コメ作り再開の日のために除草作業に取り組む芳賀さん

   例年ならトラクターで田起こしの時期だ。

 それなのに自分はいわき市の借り上げ住宅でこたつの中。「このままでは土地が荒れてしまう。作物を育て、食べる喜びを味わえないのが本当に悔しい」。震災前まで広野町で30アールほどコシヒカリを作ってきた男性(65)は声を落とす。肥料配分などにこだわり、質の高いコメを生産してきたという自負があるが、自分の田をしばらく見ていない。「放射能で汚染された土地ではコメを作る気になれない。菜の花の種でもまくか」と力なく語る。
 昨年11月から12月にかけて町内の農地120カ所で行われた放射性セシウムのモニタリング調査で、国が作付け制限する土壌の基準である1キロ当たり5000ベクレルという数値を超えた地点は無かった。一番高くても2600ベクレル、低い場所は100ベクレル程度だった。
 しかし町が昨年、試験栽培した玄米の一部から1キロ当たり100ベクレル以下という食品の新基準を超える137ベクレルが検出された。避難のため農地が適切に管理されていないこともあり、今年2月には平成24年産米の作付けについて生産者に自粛を要請した。
 今年、コメ作りは町内約40カ所に設ける試験ほ場で行うだけだ。結果は来年の作付けの判断材料になる。今週、試験栽培に関して町と農業者の話し合いが行われる。
 町の除染計画では今年末までに農地の除染完了を目指している。土壌を反転させて放射性物質が付着した表土を地中に閉じ込める反転耕や、放射性物質を吸着するゼオライトを表土にまいて浅く耕し、稲が放射性物質を吸収しにくくする方法などを検討している。

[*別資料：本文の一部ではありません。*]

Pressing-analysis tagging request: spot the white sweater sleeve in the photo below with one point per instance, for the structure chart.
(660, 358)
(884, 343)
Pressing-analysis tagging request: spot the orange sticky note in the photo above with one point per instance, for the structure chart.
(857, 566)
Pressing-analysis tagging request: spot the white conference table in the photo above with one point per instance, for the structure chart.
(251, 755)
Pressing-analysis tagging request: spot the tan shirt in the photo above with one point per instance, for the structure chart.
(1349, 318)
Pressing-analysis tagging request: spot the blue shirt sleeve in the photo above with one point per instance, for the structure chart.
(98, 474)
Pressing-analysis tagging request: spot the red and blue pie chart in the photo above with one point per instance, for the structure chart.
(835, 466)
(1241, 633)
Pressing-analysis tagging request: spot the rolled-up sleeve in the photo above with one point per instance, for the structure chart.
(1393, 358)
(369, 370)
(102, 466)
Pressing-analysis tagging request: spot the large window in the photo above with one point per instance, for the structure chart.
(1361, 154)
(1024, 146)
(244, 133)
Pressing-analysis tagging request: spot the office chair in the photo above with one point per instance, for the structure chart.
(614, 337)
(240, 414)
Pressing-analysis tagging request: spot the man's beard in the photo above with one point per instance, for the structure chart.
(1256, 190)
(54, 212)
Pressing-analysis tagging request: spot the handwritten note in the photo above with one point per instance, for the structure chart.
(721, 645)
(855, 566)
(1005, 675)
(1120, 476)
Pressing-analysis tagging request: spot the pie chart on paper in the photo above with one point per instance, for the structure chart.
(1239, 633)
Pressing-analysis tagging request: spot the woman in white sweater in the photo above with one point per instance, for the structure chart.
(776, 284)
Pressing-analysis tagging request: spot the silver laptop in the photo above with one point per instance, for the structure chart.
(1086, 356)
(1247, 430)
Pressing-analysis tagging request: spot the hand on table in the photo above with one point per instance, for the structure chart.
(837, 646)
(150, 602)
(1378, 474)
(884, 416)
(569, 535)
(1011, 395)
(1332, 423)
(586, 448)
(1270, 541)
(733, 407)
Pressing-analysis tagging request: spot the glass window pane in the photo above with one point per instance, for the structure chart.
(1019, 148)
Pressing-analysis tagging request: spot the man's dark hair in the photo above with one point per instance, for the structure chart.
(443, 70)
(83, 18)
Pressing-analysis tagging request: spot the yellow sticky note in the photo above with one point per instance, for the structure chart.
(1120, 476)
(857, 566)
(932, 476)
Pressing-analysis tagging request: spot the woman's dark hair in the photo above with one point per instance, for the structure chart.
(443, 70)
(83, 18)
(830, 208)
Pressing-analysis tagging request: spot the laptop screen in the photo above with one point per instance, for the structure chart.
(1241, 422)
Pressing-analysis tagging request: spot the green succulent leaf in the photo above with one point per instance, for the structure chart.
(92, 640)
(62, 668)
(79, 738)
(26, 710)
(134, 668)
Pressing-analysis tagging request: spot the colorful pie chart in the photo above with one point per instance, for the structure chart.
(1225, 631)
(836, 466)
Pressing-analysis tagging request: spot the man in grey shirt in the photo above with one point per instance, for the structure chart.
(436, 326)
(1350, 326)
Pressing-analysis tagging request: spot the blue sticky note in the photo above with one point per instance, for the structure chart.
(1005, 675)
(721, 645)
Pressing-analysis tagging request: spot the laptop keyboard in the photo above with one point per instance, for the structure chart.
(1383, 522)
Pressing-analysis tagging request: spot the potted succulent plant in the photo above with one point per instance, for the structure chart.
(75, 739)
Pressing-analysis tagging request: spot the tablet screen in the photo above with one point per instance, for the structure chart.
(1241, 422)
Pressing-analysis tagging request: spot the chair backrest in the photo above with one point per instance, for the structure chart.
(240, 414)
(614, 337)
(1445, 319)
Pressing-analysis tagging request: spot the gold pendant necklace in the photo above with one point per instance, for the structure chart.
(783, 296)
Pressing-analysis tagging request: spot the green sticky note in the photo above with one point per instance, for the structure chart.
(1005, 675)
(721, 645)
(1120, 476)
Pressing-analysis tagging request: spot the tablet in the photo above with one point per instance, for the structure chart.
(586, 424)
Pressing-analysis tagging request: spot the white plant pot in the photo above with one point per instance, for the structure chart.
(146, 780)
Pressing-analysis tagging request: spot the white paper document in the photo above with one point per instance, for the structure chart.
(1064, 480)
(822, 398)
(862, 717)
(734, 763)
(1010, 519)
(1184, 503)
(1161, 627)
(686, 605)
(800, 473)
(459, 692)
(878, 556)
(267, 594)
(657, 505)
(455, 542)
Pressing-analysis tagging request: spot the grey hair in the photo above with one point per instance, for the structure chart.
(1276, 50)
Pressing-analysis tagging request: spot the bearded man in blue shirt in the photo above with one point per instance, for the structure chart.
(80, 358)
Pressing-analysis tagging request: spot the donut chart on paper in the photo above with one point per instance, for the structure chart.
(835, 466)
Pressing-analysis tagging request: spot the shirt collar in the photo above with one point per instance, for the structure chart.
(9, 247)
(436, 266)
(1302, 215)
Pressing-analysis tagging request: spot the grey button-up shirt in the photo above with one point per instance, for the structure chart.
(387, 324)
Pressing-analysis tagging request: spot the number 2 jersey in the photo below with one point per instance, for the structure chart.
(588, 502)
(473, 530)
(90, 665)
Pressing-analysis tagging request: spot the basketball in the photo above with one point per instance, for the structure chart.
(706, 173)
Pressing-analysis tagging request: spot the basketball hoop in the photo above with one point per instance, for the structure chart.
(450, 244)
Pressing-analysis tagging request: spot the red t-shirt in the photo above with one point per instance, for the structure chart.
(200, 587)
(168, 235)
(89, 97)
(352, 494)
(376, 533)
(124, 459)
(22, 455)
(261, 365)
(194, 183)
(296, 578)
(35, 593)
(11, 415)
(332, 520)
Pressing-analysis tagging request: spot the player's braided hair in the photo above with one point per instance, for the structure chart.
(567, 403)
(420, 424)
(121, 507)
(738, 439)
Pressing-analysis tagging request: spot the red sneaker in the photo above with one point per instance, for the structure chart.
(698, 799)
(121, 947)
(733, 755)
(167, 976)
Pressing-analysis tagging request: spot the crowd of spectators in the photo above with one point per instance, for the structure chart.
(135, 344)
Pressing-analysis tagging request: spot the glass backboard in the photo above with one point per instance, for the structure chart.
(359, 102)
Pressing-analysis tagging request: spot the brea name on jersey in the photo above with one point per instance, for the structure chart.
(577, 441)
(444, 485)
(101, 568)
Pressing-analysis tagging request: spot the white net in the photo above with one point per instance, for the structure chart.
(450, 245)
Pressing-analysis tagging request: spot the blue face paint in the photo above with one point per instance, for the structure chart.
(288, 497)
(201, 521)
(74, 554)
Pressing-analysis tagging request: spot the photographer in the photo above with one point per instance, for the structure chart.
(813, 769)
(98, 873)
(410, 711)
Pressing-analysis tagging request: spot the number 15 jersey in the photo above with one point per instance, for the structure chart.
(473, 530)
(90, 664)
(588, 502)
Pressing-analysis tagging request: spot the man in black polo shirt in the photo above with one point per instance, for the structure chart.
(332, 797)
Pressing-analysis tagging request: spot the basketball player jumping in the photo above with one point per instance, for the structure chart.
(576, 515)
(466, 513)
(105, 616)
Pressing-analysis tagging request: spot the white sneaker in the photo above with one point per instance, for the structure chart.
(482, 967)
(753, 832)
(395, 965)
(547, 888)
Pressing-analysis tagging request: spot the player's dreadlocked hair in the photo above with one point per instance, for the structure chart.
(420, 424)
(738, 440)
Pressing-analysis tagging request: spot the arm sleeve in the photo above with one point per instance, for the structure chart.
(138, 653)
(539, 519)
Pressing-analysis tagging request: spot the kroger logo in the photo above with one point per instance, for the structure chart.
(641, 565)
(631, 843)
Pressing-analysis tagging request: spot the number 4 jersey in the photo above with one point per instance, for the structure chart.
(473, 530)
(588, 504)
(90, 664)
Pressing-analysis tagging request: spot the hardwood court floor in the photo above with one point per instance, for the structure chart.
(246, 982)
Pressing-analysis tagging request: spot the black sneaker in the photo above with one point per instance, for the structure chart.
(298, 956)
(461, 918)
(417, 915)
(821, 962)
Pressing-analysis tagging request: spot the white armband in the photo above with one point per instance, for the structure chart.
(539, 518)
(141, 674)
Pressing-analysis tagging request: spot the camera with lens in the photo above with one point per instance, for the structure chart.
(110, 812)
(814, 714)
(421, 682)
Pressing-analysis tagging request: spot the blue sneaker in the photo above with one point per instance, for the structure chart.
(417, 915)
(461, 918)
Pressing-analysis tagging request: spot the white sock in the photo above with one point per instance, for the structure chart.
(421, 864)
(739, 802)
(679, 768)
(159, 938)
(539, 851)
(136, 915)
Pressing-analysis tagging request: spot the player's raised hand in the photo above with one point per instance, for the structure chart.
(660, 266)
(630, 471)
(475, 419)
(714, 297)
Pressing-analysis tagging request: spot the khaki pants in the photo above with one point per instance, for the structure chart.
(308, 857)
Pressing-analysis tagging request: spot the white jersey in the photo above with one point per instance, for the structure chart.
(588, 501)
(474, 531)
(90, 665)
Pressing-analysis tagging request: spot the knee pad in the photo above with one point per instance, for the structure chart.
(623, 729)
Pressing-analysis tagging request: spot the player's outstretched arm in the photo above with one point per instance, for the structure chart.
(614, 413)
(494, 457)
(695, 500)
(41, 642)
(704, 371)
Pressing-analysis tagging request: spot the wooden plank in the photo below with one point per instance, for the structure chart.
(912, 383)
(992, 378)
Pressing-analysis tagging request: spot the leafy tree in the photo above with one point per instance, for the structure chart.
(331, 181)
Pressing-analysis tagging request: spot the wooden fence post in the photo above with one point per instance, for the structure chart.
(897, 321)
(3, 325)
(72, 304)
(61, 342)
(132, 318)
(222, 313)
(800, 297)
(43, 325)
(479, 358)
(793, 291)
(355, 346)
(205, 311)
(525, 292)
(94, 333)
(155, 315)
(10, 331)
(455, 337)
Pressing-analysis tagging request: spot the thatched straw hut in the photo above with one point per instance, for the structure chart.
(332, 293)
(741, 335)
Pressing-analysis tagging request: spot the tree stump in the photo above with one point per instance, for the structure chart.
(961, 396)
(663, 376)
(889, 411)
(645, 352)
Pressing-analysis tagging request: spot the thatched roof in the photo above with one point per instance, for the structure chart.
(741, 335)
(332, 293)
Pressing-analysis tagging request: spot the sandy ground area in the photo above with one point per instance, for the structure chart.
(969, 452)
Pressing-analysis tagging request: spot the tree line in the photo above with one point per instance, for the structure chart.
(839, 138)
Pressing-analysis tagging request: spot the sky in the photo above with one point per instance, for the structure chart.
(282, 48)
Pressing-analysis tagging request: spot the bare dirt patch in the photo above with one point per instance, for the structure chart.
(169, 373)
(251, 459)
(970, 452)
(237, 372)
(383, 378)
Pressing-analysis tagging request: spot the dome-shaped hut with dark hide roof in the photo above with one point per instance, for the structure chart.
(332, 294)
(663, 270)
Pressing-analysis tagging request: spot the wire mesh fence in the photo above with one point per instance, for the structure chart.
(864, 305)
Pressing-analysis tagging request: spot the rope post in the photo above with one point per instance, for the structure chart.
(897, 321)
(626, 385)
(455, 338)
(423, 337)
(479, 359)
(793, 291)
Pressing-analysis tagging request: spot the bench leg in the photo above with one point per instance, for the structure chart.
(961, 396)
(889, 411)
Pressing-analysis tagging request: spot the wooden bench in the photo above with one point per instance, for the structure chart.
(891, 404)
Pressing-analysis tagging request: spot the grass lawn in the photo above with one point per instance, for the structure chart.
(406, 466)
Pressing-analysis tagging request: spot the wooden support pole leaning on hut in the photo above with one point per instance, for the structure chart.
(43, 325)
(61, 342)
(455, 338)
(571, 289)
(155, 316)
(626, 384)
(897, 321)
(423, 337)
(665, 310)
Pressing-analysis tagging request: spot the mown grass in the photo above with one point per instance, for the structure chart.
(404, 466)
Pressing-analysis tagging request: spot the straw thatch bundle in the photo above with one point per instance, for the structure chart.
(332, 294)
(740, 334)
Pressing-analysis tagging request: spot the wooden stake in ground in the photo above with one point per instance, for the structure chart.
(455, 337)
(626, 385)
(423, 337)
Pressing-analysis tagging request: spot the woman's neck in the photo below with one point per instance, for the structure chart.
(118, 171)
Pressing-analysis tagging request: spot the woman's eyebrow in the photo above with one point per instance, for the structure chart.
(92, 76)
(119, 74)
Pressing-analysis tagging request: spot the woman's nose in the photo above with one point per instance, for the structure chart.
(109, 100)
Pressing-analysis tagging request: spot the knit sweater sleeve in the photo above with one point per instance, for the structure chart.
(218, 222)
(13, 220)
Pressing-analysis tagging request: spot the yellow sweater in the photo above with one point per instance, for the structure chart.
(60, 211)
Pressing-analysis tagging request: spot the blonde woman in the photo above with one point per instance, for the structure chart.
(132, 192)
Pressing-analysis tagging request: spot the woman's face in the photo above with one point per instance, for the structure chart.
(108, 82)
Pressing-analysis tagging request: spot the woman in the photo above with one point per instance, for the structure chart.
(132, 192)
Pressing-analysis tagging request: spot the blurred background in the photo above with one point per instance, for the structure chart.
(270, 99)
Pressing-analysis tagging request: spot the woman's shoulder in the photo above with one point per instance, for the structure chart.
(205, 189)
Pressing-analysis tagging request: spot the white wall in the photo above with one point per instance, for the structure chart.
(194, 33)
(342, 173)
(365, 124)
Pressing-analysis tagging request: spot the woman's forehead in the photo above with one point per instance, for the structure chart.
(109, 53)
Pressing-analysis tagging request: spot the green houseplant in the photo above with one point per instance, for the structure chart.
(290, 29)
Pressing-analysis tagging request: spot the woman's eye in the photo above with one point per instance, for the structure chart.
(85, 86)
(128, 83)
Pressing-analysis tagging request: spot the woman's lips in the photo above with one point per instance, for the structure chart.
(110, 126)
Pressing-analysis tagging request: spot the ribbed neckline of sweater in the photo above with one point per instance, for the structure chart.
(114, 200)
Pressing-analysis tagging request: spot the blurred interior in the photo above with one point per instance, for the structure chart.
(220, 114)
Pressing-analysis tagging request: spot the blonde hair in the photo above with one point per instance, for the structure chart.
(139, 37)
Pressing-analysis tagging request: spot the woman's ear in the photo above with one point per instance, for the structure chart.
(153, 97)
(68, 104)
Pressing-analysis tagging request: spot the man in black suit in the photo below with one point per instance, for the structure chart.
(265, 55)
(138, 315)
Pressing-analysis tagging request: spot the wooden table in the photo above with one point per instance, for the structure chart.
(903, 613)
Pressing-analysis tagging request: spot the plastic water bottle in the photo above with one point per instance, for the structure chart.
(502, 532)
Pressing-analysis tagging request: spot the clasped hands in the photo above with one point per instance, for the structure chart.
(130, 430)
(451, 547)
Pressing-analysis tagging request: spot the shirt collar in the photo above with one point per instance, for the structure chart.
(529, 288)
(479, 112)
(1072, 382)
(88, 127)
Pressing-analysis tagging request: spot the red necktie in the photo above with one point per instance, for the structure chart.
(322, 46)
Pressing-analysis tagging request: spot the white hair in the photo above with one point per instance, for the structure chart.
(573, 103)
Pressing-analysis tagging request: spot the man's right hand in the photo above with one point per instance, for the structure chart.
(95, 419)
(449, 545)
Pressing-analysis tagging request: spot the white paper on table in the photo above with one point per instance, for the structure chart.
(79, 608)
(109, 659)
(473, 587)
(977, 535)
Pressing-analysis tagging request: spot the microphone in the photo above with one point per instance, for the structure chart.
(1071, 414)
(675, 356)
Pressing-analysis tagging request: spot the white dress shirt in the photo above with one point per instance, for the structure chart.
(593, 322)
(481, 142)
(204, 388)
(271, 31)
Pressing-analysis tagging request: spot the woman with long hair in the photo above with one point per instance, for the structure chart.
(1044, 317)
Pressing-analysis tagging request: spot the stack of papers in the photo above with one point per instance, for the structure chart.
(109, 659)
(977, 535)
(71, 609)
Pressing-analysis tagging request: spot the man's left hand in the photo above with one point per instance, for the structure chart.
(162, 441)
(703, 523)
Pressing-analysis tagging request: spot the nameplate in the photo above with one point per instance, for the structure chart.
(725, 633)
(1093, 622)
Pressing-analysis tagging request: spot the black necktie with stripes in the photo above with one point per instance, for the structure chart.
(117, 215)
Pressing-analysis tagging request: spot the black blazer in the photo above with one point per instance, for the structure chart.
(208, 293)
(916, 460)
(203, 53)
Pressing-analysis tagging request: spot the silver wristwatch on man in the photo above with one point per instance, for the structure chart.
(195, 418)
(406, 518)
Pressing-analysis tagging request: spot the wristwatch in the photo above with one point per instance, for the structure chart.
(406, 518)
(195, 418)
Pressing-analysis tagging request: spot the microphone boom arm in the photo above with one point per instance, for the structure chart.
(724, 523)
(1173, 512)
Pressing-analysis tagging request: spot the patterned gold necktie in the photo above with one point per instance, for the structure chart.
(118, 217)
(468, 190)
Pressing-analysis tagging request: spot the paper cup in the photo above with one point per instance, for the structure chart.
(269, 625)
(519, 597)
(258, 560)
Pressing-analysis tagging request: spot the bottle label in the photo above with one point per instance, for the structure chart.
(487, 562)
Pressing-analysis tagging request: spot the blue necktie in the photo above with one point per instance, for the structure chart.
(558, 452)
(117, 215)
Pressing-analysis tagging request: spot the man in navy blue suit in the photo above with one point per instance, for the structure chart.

だが、反転耕では土壌が変わって水が張れなくなる懸念があり、作業に必要な重機が入れない場所もある。町の担当者は「農地除染には確立された方法がまだないため、自信を持って説明できない」と不安を募らせる。
 農家の生産意欲の減退も大きな問題になりつつある。町は来年度の作付け自粛を要請する通知を全農家に発送したが、賠償に関する問い合わせが数件あっただけで、反応は乏しかった。
 ある農家は「町民は賠償金や自治体の施策ばかり頼りにして、自分の土地を守るという意識が薄れてきている」と語る。町内の農家約400戸のうち、大部分が兼業農家。先祖代々の土地を荒らさないよう、自宅で食べる分だけのコメや野菜を作っていた多くの農家の脳裏には「耕作放棄」の4字が浮かびつつあるという。

   一方で、農業再開に意欲を見せる生産者もいる。

 町農作業受託組合長で、町内の水田約60ヘクタールで田植えや収穫作業を請け負ってきた農業法人「フロンティアひろの」社長の芳賀吉幸さん(65)は「作付けができないことは残念だが、悲観している暇はない」と力強く語る。昨年10月から町内上浅見川の自宅に戻り、日々、農地に出ている。
 組合は昨年10月から町の委託で水田の除草作業に取り組んでいる。町の助成で大型トラクター4台を購入した。田に生い茂った雑草をそのままにすれば土地は荒れる一方だが、除草などの管理をしていれば作付けの再開は可能だ。
 「広野でコメ作りを再開できればそれが希望となって双葉郡の農業の未来を切り開ける。諦めるわけにはいかない」と芳賀さんは力を込める。地域の暮らしの柱となる農業再生に向けた取り組みが続く。